David and Louise Turpin pleaded guilty before Riverside County Superior Court on Friday to a list of grotesque crimes, including torturing their 13 children.
The Turpins were charged with 14 counts of abuse and torture over the course of the lives of their 13 children. The children ranged from 2 years old to 29, all of them held captive by their parents. According to Fox News, “Some of the children had stunted growth and wasted muscles and described being beaten, starved and put in cages.”
It was their 17-year-old daughter who finally saved herself and her siblings with a 911 call made after she escaped the filthy, hellish home. In the recorded call, she said some of her younger siblings were chained to their bed. “They will wake up at night and they will start crying, and they wanted me to call somebody,” she said on the call. “I wanted to call y’all, so y’all can help my sisters.”
The 11-year-old girl, whose arms were the size of an infant’s arms, suffered severe malnutrition and muscle wasting.
The 17-year-old did not know her home address, and her siblings were seemingly confused by the appearance of police officers. They had rarely even been allowed to go outside and were locked in their rooms except to eat meager meals and use the bathroom.
An 11- and 14-year-old girl had been recently unshackled when authorities arrived, but their 22-year-old brother was still in chains. He described a life of being bound with ropes and shackles of increasing weight throughout his life. All of the children were falsely reported as being homeschooled.

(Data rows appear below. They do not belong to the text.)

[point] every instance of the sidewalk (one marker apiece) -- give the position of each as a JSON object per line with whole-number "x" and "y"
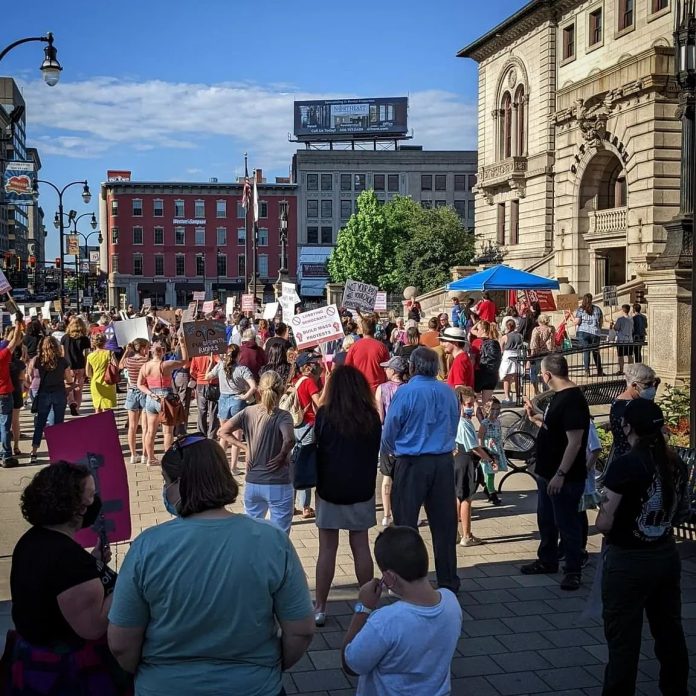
{"x": 520, "y": 634}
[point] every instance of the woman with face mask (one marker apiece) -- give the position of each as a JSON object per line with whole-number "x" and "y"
{"x": 61, "y": 594}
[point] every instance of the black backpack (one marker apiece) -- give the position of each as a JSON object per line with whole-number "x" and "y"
{"x": 491, "y": 354}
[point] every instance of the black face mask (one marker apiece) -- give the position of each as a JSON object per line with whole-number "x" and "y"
{"x": 91, "y": 514}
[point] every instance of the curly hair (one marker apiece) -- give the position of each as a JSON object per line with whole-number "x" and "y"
{"x": 54, "y": 495}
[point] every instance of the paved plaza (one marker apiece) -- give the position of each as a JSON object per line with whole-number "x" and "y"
{"x": 520, "y": 635}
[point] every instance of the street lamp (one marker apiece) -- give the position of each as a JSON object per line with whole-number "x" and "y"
{"x": 59, "y": 224}
{"x": 50, "y": 67}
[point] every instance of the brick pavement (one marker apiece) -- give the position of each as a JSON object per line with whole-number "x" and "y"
{"x": 520, "y": 634}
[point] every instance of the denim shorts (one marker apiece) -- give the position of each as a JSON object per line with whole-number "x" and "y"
{"x": 229, "y": 405}
{"x": 135, "y": 399}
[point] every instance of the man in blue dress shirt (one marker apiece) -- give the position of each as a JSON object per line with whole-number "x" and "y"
{"x": 419, "y": 430}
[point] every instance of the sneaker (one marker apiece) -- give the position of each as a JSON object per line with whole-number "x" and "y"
{"x": 538, "y": 568}
{"x": 571, "y": 581}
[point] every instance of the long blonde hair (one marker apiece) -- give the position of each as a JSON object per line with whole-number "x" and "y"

The children were chained because their parents suspected they stole food and were being somehow disrespectful.
Nevertheless, the children’s spirits remained unbroken. “I was very taken by their optimism, by their hope for the future, for their future,” Riverside District Attorney Mike Hestrin said. “They have a zest for life and huge smiles and I am optimistic for them and I think that’s how they feel about their future.”
The children will finally be given the opportunity to speak during sentencing.